Pengertian

Diabit merupakan obat yang mengandung Metformin HCl. Diabit digunakan bersamaan dengan program diet dan olahraga yang tepat dan mungkin dikombinasikan dengan obat lain untuk membantu mengontrol gula darah tinggi. Diabit juga dapat digunakan pada pasien dengan diabetes tipe 2. Dengan mengontrol gula darah tinggi dapat membantu mencegah kerusakan ginjal, kebutaan, masalah saraf, kehilangan anggota tubuh dan masalah fungsi seksual. Kontrol yang tepat diabetes juga dapat mengurangi resiko jantung koroner (rusaknya dinding pembuluh darah). Obat ini juga biasa digunakan pada wanita dengan penyakit ovarium tertentu (sindrom gangguan hormon). Diabit dapat membuat siklus menstruasi lebih teratur dan meningkatkan kesuburan. Diabit 500 bekerja dengan cara menghambat glukoneogenesis ( Pembentukan glukosa dari senyawa bukan karbohidrat ) dan glikogenolisis ( Pemecahan glikogen atau karbohidrat yang tersimpan dalam tubuh ).

Keterangan

  • Golongan: Obat Keras.
  • Kelas Terapi: Diabetes.
  • Kandungan: Metformin HCl 500 mg.
  • Bentuk: Tablet .
  • Satuan Penjualan: Strip.
  • Kemasan: Strip @ 10 Tablet .
  • Farmasi: Hexpharm Jaya.

Kegunaan

Diabit digunakan untuk mengobati DM tipe 2 ( NIDDM ) yang kadar gula darahnya tidak terkontrol dengan diet dan aktivitas fisik.

Dosis & Cara Penggunaan

Diabit merupakan obat yang termasuk ke dalam golongan obat keras sehingga pada setiap pembelian nya harus menggunakan resep Dokter. Selain itu, dosis penggunaan diabit juga harus dikonsultasikan dengan Dokter terlebih dahulu sebelum digunakan, karena dosis penggunaan nya berbeda-beda setiap individu tergantung berat tidaknya penyakit yang diderita.
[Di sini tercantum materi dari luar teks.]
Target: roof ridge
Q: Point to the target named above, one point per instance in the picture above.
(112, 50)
  • Dosis awal : 2x500 mg/hari, dosis dapat ditingkatan 500 mg/minggu setiap 2 minggu.
  • Dosis maksimum : 2000 mg dalam dosis terbagi. Diberikan bersama makanan.

Efek Samping

Efek samping yang mungkin terjadi selama penggunaan diabit yaitu :

  1. Anoreksia (Gangguan berupa penurunan nafsu makan yang berlebihan)
  2. Mual dan muntah
  3. Diare
  4. Sakit perut
  5. Gangguan indera pengecap
  6. Hepatitis (penyakit peradangan hati)


Kontraindikasi:

  1. Fungsi ginjal (misalnya dehidrasi, infeksi parah, syok)
  2. Hipoksia akut atau kronis yang menyebabkan penyakit (misalnya gagal jantung atau gagal napas
  3. Gangguan ginjal berat (eGFR 4. Pemberian beryodium secara intravaskular.


Interaksi obat

Interaksi obat Diabit antara lain :

  1. Efek aditif (ketergantungan) jika digunakan bersama Diabit dengan sulfonilurea.
  2. Thiazide diuretik, kortikosteroid, fenotiazin, simpatomimetik, niacin, Ca channel blocker dan isoniazid dapat memperburuk hilangnya kontrol glikemik.
  3. ACE inhibitor dapat mengurangi kadar puasa glukosa darah.
  4. Dapat meningkatkan tingkat serum dengan cimetidine


Kategori Kehamilan

Badan Pengawas Obat dan Makanan Amerika Serikat (FDA) mengkategorikan diabit ke dalam Kategori B
Studi pada reproduksi hewan tidak menunjukkan risiko janin, tetapi tidak ada studi terkontrol pada wanita hamil atau studi reproduksi hewan telah menunjukkan efek buruk (selain penurunan kesuburan) yang tidak dikonfirmasi dalam studi terkontrol pada wanita hamil trimester pertama (dan tidak ada bukti risiko pada trimester berikutnya).